Ora, proclamare che l’agenda Draghi (cioè l’agenda del mantenimento dello stato delle cose, imperniata su un PNRR che non genera un grammo di giustizia sociale ma invece aumenta ancora precariato e diseguaglianza) sarà il programma elettorale di questa cosiddetta “sinistra” significa dire a quella metà del Paese che non vota, che può tranquillamente continuare a non votare. Ed è chiaro che se i conti si fanno nella metà attuale dei votanti, il rischio del prevalere della destra è notevole: e le conseguenze (grazie al dissennato taglio dei parlamentari e all’invarianza della pessima legge elettorale) minacciano di travolgere la stessa Costituzione del 1948. Ma la “colpa” non è di chi ha fatto cadere Draghi, la colpa è di chi non è mai stato in grado di contrastare la destra facendo la sinistra. Come non si prepara la pace preparando la guerra, così non si ferma la destra facendo la destra: se vuoi la sinistra, costruisci la sinistra. Ma in Italia non l’abbiamo fatto: anzi, l’abbiamo sistematicamente annientata da Veltroni a Letta, passando per Renzi.

Se vogliamo che la sinistra che non c’è possa esserci – se vogliamo trovare la forza per ricostruirla – è urgente dirci cosa deve essere. Cosa vogliamo, e cosa non vogliamo. Bisogna capire fino in fondo che una sinistra è tale solo se contesta alla radice – cioè appunto in modo radicale – la dittatura del mercato, l’abisso delle diseguaglianze, lo svuotamento della democrazia (ivi incluso il paternalismo dei governi calati dall’alto). Se invece continua a ripetere che a tutto questo There Is No Alternative, allora non è una sinistra. Con un socialdemocratico come Tony Judt, dobbiamo riconoscere che «c’è qualcosa di profondamente sbagliato nel nostro modo di vivere, oggi. Per trent’anni abbiamo trasformato in virtù il perseguimento dell’interesse materiale personale: anzi, ormai questo è l’unico scopo collettivo che ancora ci rimane. Sappiamo quanto costano le cose, ma non quanto valgono. Non ci chiediamo più, di una sentenza di tribunale o di una legge, se sia buona, se sia equa, se sia corretta, se contribuirà a rendere migliore la società, o il mondo. Erano queste un tempo le domande politiche per eccellenza, anche se non era facile dare una risposta: dobbiamo reimparare a porci queste domande. Dobbiamo sottoporre a critica radicale l’ammirazione per mercati liberi da lacci e laccioli, il disprezzo per il settore pubblico, l’illusione di una crescita senza fine. Non possiamo continuare a vivere così». Ebbene, la via maestra per non continuare così, è pensare il conflitto sociale: esattamente quello che le scelte di Mattarella e la presenza di Draghi hanno scientemente congelato e rimosso.

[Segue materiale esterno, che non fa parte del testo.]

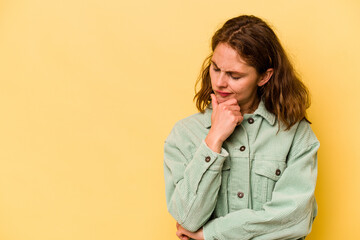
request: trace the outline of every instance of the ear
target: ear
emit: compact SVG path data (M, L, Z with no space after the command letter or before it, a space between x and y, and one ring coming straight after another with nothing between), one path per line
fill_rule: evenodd
M266 72L260 76L258 86L259 87L264 86L270 80L273 73L274 73L273 68L269 68L268 70L266 70Z

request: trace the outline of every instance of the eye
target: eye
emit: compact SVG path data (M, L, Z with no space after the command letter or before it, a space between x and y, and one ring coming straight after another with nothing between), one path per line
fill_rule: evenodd
M214 70L215 72L220 72L220 68L215 67L215 65L213 65L213 70Z
M229 74L229 76L234 80L239 80L241 78L240 76L234 76L231 73Z

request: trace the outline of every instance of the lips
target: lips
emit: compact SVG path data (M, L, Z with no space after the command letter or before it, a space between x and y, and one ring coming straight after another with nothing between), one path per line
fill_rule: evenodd
M227 93L227 92L220 92L220 91L216 91L220 96L222 97L227 97L229 96L231 93Z

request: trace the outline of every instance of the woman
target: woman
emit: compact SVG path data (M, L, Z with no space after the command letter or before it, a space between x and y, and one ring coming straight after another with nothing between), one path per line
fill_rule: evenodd
M254 16L212 38L199 113L165 141L168 210L180 239L304 239L317 213L319 142L309 95L273 30Z

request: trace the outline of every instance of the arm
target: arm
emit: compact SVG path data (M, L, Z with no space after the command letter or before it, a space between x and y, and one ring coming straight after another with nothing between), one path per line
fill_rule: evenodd
M221 169L228 153L223 149L217 154L202 141L192 159L187 159L173 142L174 138L176 136L170 135L165 142L167 206L181 226L195 232L205 224L215 208Z
M205 240L285 240L306 236L311 230L316 206L319 142L301 145L288 156L288 166L263 210L242 209L209 221L203 228Z
M228 156L222 143L243 119L235 99L222 104L217 103L215 95L212 99L212 126L201 144L193 143L186 136L192 129L185 126L174 128L165 142L168 210L182 227L191 232L202 227L214 211L222 165Z

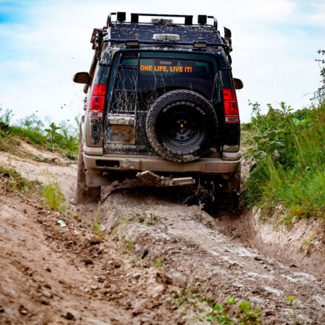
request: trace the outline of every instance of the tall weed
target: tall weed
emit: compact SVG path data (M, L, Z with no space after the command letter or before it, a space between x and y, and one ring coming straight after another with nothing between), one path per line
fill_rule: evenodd
M245 190L246 202L282 204L292 216L325 218L325 103L293 112L284 103L268 106L266 115L244 126L252 144L246 158L254 162Z

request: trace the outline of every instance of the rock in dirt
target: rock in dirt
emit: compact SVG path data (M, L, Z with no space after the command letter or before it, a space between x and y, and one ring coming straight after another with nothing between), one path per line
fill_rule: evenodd
M26 315L28 314L28 311L27 310L27 309L24 306L24 305L22 304L21 304L19 306L19 308L18 308L18 311L22 315Z
M70 312L68 312L64 318L68 320L74 320L74 316Z
M89 240L89 244L92 246L94 246L94 245L98 245L102 242L102 240L101 240L99 237L96 236L93 236Z

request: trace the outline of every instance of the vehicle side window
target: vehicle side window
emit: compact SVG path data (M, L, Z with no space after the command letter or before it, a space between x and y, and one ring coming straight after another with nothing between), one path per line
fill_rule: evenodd
M123 58L113 89L112 112L130 114L134 112L137 76L138 58Z

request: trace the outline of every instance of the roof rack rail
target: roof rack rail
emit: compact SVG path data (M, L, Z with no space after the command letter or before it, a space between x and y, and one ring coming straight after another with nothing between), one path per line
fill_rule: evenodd
M112 21L112 16L116 16L116 21ZM168 20L154 20L150 22L140 22L140 16L152 17L176 17L184 18L184 23L174 23ZM103 42L122 44L125 46L136 46L142 44L164 45L168 46L193 46L197 50L204 48L222 48L224 49L230 62L232 46L232 32L224 28L224 38L222 37L218 30L218 22L214 16L200 14L198 24L193 24L193 16L186 14L131 14L131 21L126 22L126 13L122 12L110 12L108 17L106 26L102 28L94 28L90 42L92 49L100 55ZM213 20L213 24L207 24L208 19ZM162 40L154 39L155 34L174 34L178 36L179 40ZM132 44L132 46L128 45ZM204 46L200 44L204 44Z
M119 22L125 22L126 14L124 12L110 12L107 18L107 26L110 27L112 24L112 16L116 16L117 21ZM193 24L193 16L190 14L138 14L132 13L131 14L131 23L138 24L139 17L140 16L156 16L156 17L174 17L177 18L184 18L185 20L184 22L186 25L192 25ZM198 15L199 24L206 24L206 19L212 18L214 20L214 27L218 30L218 22L216 18L214 16L207 16L206 15L200 14Z

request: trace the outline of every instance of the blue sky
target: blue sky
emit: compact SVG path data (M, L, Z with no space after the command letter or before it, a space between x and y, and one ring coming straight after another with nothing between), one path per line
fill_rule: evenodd
M197 0L161 2L0 0L0 106L16 119L73 120L81 114L82 86L72 81L88 71L93 55L92 28L110 12L208 14L220 29L232 32L233 72L242 121L249 120L248 100L296 108L308 105L320 80L314 62L325 48L325 2Z

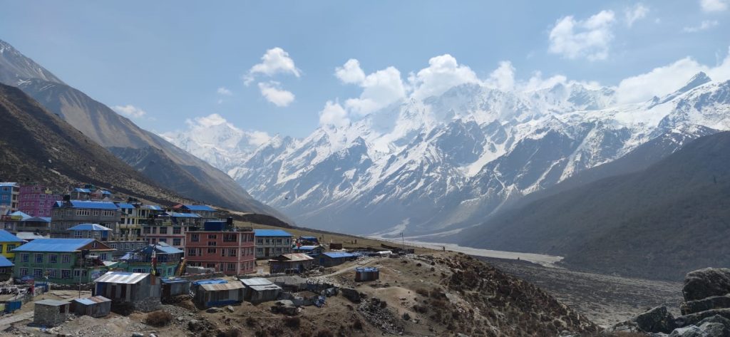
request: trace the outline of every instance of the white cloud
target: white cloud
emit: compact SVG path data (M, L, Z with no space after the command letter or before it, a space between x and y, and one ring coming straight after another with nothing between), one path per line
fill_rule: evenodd
M425 98L439 95L450 88L464 83L479 83L480 80L472 69L458 64L456 58L449 54L431 58L429 67L409 77L413 88L412 96Z
M289 53L278 47L266 50L261 56L261 63L255 64L244 76L244 82L246 85L250 85L257 74L271 77L277 74L288 74L297 77L301 74Z
M401 72L395 67L366 75L360 62L353 58L335 69L334 75L343 83L356 84L363 88L360 97L345 101L345 106L357 115L367 115L406 97Z
M118 114L134 119L142 118L147 115L147 112L145 112L145 110L131 104L115 105L112 106L112 109L117 112Z
M287 106L294 101L294 94L291 91L281 89L281 83L275 81L262 82L258 83L258 89L266 101L277 106Z
M569 59L585 58L589 61L604 60L615 22L613 11L603 10L586 20L566 16L556 22L550 32L548 51Z
M224 96L230 96L233 95L233 92L228 90L226 87L219 88L218 90L216 90L216 92L218 93L218 95L222 95Z
M648 13L649 7L644 6L644 4L640 2L637 4L633 7L627 8L625 10L626 26L629 27L634 26L634 22L646 18L646 15Z
M365 71L360 68L360 61L350 58L342 66L334 69L336 76L342 83L360 84L365 80Z
M350 125L347 112L339 105L339 103L327 101L324 109L320 112L320 125L322 126L332 125L342 128Z
M633 103L653 96L661 97L684 86L699 71L704 71L714 81L730 80L730 50L729 55L714 67L686 57L648 73L624 79L616 88L617 98L621 103Z
M699 7L704 12L722 12L728 9L728 0L700 0Z
M685 27L683 31L685 33L696 33L698 31L706 31L715 26L718 26L719 23L717 20L705 20L699 24L699 26Z

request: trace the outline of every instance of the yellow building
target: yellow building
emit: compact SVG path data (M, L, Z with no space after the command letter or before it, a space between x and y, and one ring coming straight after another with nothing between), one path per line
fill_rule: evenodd
M21 244L23 244L23 240L18 239L18 236L4 229L0 230L0 255L12 261L15 257L15 253L12 252L12 249L18 248Z

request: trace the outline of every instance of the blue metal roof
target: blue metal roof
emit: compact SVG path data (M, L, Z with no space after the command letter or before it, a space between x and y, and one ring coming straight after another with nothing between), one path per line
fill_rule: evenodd
M82 223L69 228L69 231L112 231L98 223Z
M322 253L322 255L327 255L331 258L339 258L339 257L354 257L355 255L350 254L345 252L326 252Z
M15 266L7 257L0 255L0 268L12 267Z
M0 229L0 242L23 242L23 240L4 229Z
M190 209L191 211L215 212L215 209L207 205L182 205L182 208Z
M13 252L76 252L93 241L93 239L36 239Z
M201 279L200 281L196 281L193 282L195 285L201 284L223 284L224 283L228 283L228 281L220 279Z
M256 236L293 236L280 229L255 229Z

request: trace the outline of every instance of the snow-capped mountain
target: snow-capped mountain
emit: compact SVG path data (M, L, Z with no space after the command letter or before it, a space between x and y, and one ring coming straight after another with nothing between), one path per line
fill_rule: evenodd
M667 132L730 129L729 93L730 82L704 73L666 97L622 105L613 89L578 82L523 92L466 84L250 152L225 131L167 136L300 225L447 233Z

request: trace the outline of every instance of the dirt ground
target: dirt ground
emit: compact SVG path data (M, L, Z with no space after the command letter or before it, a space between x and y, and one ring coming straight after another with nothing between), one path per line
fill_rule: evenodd
M582 273L514 260L480 259L542 288L604 327L657 306L666 306L675 311L673 314L679 314L680 282Z

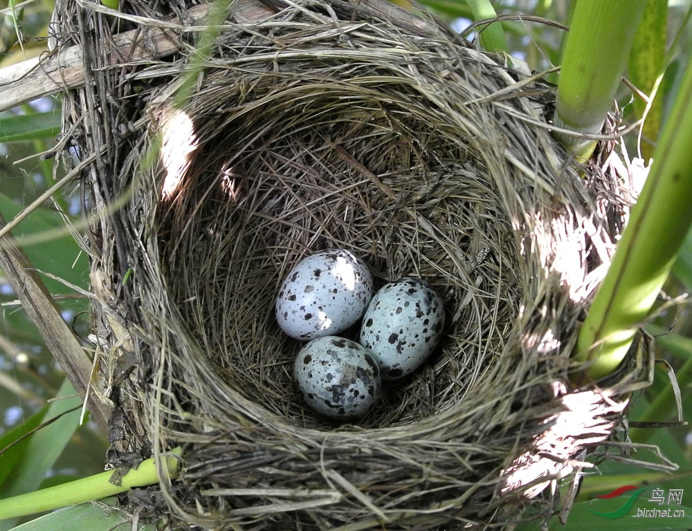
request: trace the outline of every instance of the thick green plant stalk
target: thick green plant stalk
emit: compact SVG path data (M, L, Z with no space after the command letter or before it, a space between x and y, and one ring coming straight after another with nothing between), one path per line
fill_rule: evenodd
M606 376L624 358L692 225L692 66L654 151L654 162L580 332L576 359Z
M176 448L170 454L180 455L181 452L181 448ZM178 475L178 459L172 455L167 455L165 456L164 462L167 478L175 478ZM136 469L132 469L122 476L119 485L109 481L117 473L117 469L109 470L63 485L0 500L0 520L100 500L125 492L133 487L154 485L159 481L153 458L142 461Z
M490 0L466 0L471 8L474 20L494 19L498 16ZM504 52L509 53L509 46L504 37L504 30L500 22L493 22L479 28L480 44L489 52Z
M656 97L656 89L663 77L667 23L668 3L647 0L627 63L630 81L651 98L648 104L639 97L632 102L637 118L645 119L641 131L648 142L639 147L640 156L645 160L653 154L663 116L663 97Z
M576 133L601 131L625 70L646 0L579 0L563 55L554 123ZM556 137L581 160L595 140Z

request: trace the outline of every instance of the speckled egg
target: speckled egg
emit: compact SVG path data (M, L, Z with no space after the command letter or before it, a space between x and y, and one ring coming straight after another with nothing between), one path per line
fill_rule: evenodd
M289 272L276 299L276 320L296 339L335 335L363 317L374 292L363 260L344 249L320 251Z
M293 376L311 408L337 418L363 416L382 389L372 353L336 336L318 337L305 345L295 358Z
M378 291L365 310L361 344L377 358L383 380L415 371L437 344L444 327L442 299L425 281L403 278Z

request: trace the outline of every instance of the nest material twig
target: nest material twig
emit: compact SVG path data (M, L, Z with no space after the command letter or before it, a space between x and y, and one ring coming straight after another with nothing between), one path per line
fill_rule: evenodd
M592 250L612 248L623 212L599 216L598 187L533 125L549 87L375 1L280 7L255 22L231 11L201 63L192 46L117 72L96 54L95 82L66 102L80 149L99 153L85 247L113 348L100 389L116 407L112 461L184 445L179 480L150 502L180 526L516 521L626 402L592 393L575 413L564 386L608 259ZM107 37L100 15L69 8L58 19L85 46ZM381 283L425 279L448 313L430 361L357 425L305 409L300 345L273 317L285 273L329 247ZM552 427L565 409L586 416L574 433Z

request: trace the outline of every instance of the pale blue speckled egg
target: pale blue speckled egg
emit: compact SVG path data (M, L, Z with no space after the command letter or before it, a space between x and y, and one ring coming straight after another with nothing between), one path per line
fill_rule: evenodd
M313 339L298 353L293 376L307 404L336 418L365 415L380 396L377 362L354 341L327 336Z
M320 251L286 275L276 298L276 320L296 339L335 335L363 317L374 292L363 260L344 249Z
M420 279L403 278L372 297L363 317L361 344L374 353L383 380L397 380L426 360L444 327L439 295Z

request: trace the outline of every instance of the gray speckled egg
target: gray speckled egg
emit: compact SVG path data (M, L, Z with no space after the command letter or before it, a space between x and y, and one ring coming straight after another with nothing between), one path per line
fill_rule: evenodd
M372 353L336 336L318 337L305 345L295 358L293 376L311 408L337 418L362 416L382 389Z
M370 270L353 253L320 251L289 272L276 299L276 320L296 339L334 335L363 317L374 291Z
M403 278L385 284L365 310L361 344L377 358L383 380L415 371L437 344L444 327L442 299L427 283Z

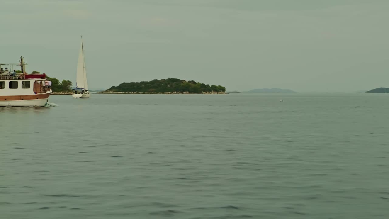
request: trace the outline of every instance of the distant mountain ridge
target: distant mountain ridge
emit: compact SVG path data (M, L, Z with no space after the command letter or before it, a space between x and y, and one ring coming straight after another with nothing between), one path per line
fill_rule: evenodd
M296 93L296 92L288 89L262 88L254 89L247 93Z
M371 90L368 91L366 91L366 93L375 93L380 94L389 93L389 88L386 88L386 87L376 88L375 89Z

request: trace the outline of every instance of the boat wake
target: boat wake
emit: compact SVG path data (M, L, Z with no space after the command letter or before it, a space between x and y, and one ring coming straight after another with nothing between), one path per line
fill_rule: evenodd
M58 105L52 102L46 102L46 104L43 106L43 107L55 107L56 106L58 106Z

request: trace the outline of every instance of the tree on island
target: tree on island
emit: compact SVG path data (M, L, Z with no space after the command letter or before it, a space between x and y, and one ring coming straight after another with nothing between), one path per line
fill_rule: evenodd
M155 79L150 81L122 83L112 86L106 91L133 93L186 92L201 94L203 92L224 92L226 88L221 85L205 85L191 80L187 81L178 78Z
M50 78L46 76L47 81L51 81L51 90L53 92L71 92L73 83L68 80L60 80L55 78Z

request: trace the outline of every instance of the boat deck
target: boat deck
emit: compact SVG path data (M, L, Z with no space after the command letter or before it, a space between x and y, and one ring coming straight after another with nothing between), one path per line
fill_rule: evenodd
M28 79L42 79L46 78L46 74L0 74L0 80L26 80Z

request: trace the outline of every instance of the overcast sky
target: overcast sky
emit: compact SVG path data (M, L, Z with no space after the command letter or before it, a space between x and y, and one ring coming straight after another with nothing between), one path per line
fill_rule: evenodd
M228 91L389 87L387 0L2 0L0 62L90 88L177 78Z

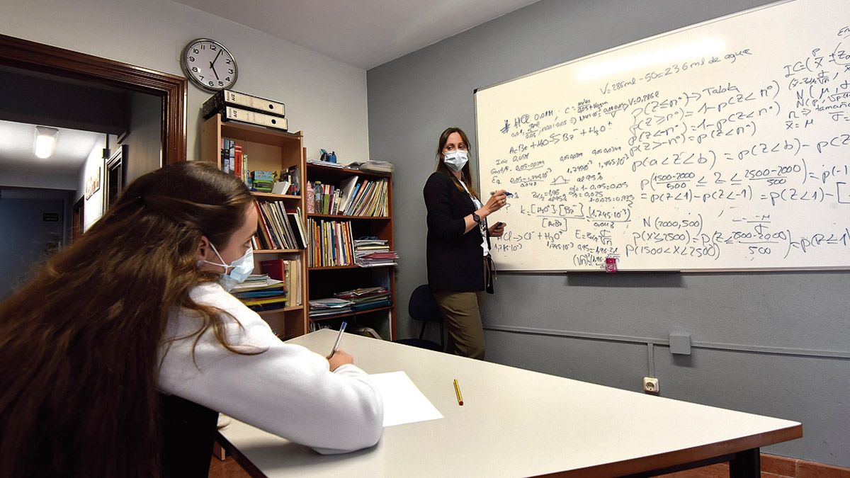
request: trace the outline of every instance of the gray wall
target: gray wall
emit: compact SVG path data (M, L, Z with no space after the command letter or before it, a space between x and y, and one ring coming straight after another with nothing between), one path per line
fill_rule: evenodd
M42 197L48 197L51 193L65 195L64 191L40 191ZM4 230L0 234L0 301L26 282L36 267L34 265L40 265L46 259L48 242L62 241L66 210L64 198L16 198L14 191L3 192L0 197L0 225ZM60 220L45 222L43 213L57 213Z
M474 133L473 89L767 3L543 1L370 70L371 156L396 163L398 310L426 281L438 136ZM487 360L635 391L655 376L662 396L803 424L767 452L850 466L850 275L502 274L496 289ZM691 334L691 356L670 354L672 332Z
M128 146L127 184L162 166L162 100L156 96L144 93L130 96L130 128L123 141Z

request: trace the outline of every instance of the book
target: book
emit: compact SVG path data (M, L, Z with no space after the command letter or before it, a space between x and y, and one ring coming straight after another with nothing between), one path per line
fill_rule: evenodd
M269 115L286 117L286 107L283 103L272 101L258 96L252 96L230 89L222 89L204 101L201 105L201 116L207 119L220 112L228 105L260 111Z
M299 249L303 249L307 247L307 238L304 236L304 227L301 225L301 214L300 212L296 213L286 213L286 217L289 219L289 225L292 227L292 232L295 236L296 242Z
M273 117L249 110L225 106L221 113L222 121L235 121L258 126L264 126L273 129L286 131L289 129L286 118Z
M271 188L272 194L286 194L289 191L289 181L278 181Z

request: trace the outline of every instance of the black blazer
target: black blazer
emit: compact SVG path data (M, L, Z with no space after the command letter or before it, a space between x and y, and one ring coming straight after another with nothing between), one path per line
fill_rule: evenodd
M463 233L463 218L476 209L469 195L439 171L428 177L422 194L428 208L428 282L431 289L484 290L481 230L474 227Z

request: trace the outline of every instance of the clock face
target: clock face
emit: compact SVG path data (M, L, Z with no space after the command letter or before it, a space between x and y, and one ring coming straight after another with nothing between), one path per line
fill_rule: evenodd
M239 73L224 45L207 38L192 40L183 48L180 66L190 80L209 91L230 88Z

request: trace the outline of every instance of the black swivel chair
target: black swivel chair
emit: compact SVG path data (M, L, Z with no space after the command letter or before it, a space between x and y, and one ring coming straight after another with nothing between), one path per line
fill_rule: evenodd
M395 340L398 344L419 347L442 352L445 350L445 339L443 331L443 315L439 313L439 307L431 295L431 287L428 284L422 284L413 289L411 294L411 301L407 304L407 311L411 316L417 321L422 322L422 327L419 331L419 339L400 339ZM425 327L428 322L437 322L439 324L439 344L422 339L425 335Z

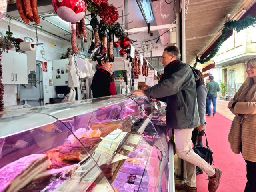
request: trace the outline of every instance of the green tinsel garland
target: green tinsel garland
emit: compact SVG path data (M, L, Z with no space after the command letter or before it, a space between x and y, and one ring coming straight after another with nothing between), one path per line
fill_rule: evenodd
M240 21L230 21L226 22L224 24L225 27L222 30L222 33L220 39L216 43L216 47L210 53L210 54L204 59L199 59L197 56L196 59L196 62L194 64L193 68L196 68L197 62L201 64L204 63L209 61L210 59L214 57L220 49L220 46L225 40L225 38L228 34L229 30L234 29L238 32L244 29L248 28L250 26L256 23L256 17L252 17L251 15L249 14L245 19Z
M90 1L86 1L87 3L87 10L94 14L98 14L99 6Z
M98 10L99 8L99 6L88 0L87 0L86 2L87 3L87 10L92 13L98 15L99 12ZM122 38L124 36L128 36L128 33L124 32L121 27L120 24L118 22L116 22L114 25L106 25L106 26L109 30L112 30L114 32L116 37L118 39Z

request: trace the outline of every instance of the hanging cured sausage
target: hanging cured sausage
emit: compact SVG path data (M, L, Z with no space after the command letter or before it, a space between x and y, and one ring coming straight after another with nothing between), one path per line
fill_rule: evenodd
M16 0L17 8L22 20L26 23L29 21L40 24L40 19L37 10L37 0Z

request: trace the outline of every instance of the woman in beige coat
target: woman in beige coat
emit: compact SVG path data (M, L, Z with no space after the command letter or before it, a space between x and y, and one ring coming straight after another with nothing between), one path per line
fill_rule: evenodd
M246 163L244 192L256 191L256 58L246 63L248 77L228 107L236 115L228 134L231 149Z

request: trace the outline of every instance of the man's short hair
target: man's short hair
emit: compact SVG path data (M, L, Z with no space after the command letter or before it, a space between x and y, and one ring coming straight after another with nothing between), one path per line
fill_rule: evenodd
M164 51L166 51L170 56L171 55L174 56L176 59L180 59L180 52L178 47L176 46L168 46L164 50Z

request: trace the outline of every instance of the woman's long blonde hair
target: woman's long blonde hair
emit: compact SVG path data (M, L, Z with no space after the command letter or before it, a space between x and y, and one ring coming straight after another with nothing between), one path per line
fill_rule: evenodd
M250 63L254 68L256 68L256 57L251 58L246 63L246 68ZM256 83L254 83L252 77L247 77L235 95L233 100L235 101L245 101L246 96L249 96L250 101L256 100Z

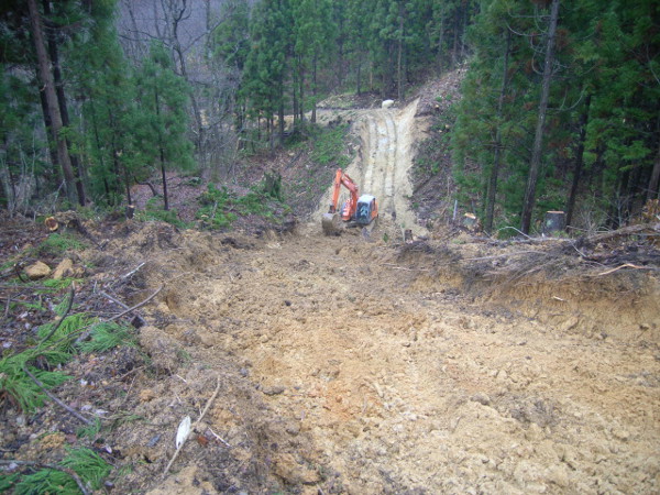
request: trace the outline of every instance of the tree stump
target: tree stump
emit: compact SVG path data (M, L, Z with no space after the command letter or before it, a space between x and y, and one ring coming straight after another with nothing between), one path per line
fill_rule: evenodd
M563 211L547 211L543 222L543 235L551 235L553 232L560 232L564 229L566 213Z

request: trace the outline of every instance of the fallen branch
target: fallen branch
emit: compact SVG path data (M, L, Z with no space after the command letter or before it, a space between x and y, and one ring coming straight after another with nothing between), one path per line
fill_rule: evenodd
M86 417L81 416L78 411L72 409L70 407L68 407L66 404L64 404L59 398L57 398L55 395L51 394L46 387L44 386L43 383L41 383L38 381L38 378L36 376L34 376L32 373L30 373L30 371L28 370L28 365L23 366L23 371L25 372L25 374L28 376L30 376L30 378L36 384L37 387L41 388L41 391L46 394L51 400L53 400L55 404L57 404L59 407L62 407L63 409L67 410L69 414L72 414L73 416L75 416L76 418L78 418L80 421L82 421L86 425L91 425L92 421L90 421L89 419L87 419Z
M125 275L122 275L120 278L122 278L122 279L123 278L129 278L131 275L134 275L140 268L142 268L145 264L146 264L146 262L140 263L138 266L135 266L135 268L131 270Z
M28 465L28 466L33 466L33 468L43 468L46 470L55 470L55 471L62 471L63 473L68 474L69 476L72 476L74 479L74 481L76 482L76 484L78 485L78 488L80 488L80 492L82 492L82 495L91 495L91 492L89 491L89 488L87 488L87 486L85 486L85 483L82 483L82 480L80 480L80 476L78 476L78 474L69 469L69 468L63 468L61 465L55 465L55 464L45 464L43 462L34 462L34 461L16 461L16 460L12 460L12 459L0 459L0 465Z
M520 254L534 254L534 253L546 254L546 253L542 253L541 251L517 251L515 253L498 254L496 256L466 257L466 258L464 258L464 261L495 260L498 257L510 257L510 256L518 256Z
M190 428L190 431L194 431L195 428L199 425L199 422L204 419L204 417L208 413L209 408L211 407L211 404L213 403L213 400L216 400L216 397L218 396L218 392L220 392L220 377L218 377L218 385L216 386L216 392L213 392L213 395L211 395L211 398L207 402L206 407L201 411L201 415L199 415L199 418L197 419L197 421L195 421L195 425L193 425L193 427ZM167 473L169 472L169 468L172 468L172 464L174 464L174 461L176 461L176 458L178 458L178 454L182 451L182 449L184 448L184 446L186 444L186 440L188 440L188 437L190 437L190 432L188 432L186 438L184 438L182 440L180 446L178 446L178 448L176 449L176 452L174 452L174 455L167 463L167 468L165 468L165 471L163 472L163 477L167 476Z
M76 288L75 288L74 284L72 284L72 289L69 292L69 301L66 305L66 311L64 311L64 315L62 316L62 318L59 318L59 321L57 321L55 327L53 327L53 330L51 330L51 332L42 339L42 341L38 343L40 345L42 345L45 341L47 341L51 337L53 337L55 334L55 332L57 331L57 329L62 326L62 323L68 316L69 311L72 310L72 307L74 306L74 297L75 296L76 296Z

La destra di matrice fascista che fomenta la guerra tra poveri bianchi e poveri neri si batte solo costruendo il conflitto tra poveri e ricchi. Tra sommersi e salvati. Tra schiavi e padroni. Tra oppressi e oppressori. Un conflitto incruento, quanto intenso: un conflitto locale, nazionale, europeo, globale. Ad ogni tornante di questa infinita discesa agli inferi, ci chiediamo se siamo giunti in fondo, se potremo ricominciare a risalire: se non ora, quando?